On Monday, November 13, before the opening bell, General Electric (NYSE: GE) finally faced up to the reality that it wasn’t going to escape having to cut its dividend for the second time since the Great Depression. That made the company’s stock price action for the day very different from what the company experienced just a few weeks ago, on Friday, October 20, when investors thought they were going to see a dividend cut, but were surprised when the company didn’t follow through at that time.

This is a cool chart because it reveals not just how investors reacted to the news of no dividend cut on 20 October 2017 and also to the news of GE’s 50% dividend cut on November 13, but also how investors anticipated the move during the days in between, as GE’s stock price declined by 12.17% before dropping by another 7.17% on the day of the dividend cut announcement. GE’s stock price fell by 19.34% during just those 16 trading days.

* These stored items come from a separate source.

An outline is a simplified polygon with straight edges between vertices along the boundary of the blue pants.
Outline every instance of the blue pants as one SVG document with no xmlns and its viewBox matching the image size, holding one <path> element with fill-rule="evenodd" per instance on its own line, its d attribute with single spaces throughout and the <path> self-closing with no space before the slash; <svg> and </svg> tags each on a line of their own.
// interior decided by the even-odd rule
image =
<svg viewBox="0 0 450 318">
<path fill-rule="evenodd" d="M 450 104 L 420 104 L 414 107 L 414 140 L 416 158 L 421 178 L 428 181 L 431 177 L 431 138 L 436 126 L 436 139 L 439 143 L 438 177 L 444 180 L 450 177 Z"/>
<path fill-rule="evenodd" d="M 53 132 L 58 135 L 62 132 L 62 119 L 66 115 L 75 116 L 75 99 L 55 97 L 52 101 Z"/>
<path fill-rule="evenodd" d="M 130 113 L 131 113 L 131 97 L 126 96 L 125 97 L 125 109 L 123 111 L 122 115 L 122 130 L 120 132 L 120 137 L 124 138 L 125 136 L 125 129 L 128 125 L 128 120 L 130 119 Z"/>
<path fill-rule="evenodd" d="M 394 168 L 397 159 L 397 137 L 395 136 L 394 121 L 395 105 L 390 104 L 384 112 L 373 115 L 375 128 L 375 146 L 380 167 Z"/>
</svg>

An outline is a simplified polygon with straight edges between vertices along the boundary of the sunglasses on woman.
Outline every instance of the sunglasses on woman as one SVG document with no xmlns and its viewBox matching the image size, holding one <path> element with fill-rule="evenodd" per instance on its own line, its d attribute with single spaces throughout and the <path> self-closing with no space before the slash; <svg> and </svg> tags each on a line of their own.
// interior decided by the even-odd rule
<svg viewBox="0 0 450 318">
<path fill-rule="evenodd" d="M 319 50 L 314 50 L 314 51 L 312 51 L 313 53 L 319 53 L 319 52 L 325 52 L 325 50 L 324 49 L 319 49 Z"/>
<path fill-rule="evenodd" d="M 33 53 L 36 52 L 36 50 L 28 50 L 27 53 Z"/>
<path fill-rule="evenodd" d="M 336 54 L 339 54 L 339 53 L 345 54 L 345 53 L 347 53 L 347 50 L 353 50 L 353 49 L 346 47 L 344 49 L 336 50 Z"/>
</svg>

That final decline came after a 25.11% decline in GE’s stock price in the preceding 10 months since 23 December 2017. GE’s total decline since that date now exceeds 40%, which puts the company’s stock price decline on par with its just announced 50% dividend cut from $0.24 per share to $0.12 per share.

Meanwhile, all that occurred as the S&P 500 has risen by 14.33%.

For GE, the slashing of its dividend comes with the news that the company itself will become much smaller. And yet, analysts don’t believe that the restructuring that GE’s CEO John Flannery also announced on 13 November 2017 goes far enough.

GE kicked off the morning by announcing a 50 percent cut to its quarterly dividend, a major, if necessary, step for a company that prides itself on the payout and caters to a large number of individual investors. Looking at GE’s projected 2018 numbers released just a few hours later, however, it’s not clear the company cut deep enough.

The reduced dividend still costs about $4 billion annually. And while GE’s targeting $6 billion to $7 billion in industrial free cash flow next year, that’s based on a “cherry-picked definition”, says Cowen & Co.’s Gautam Khanna. The real number appears to be close to zero if you account for pension and capital expenditures as other industrial companies would, he says.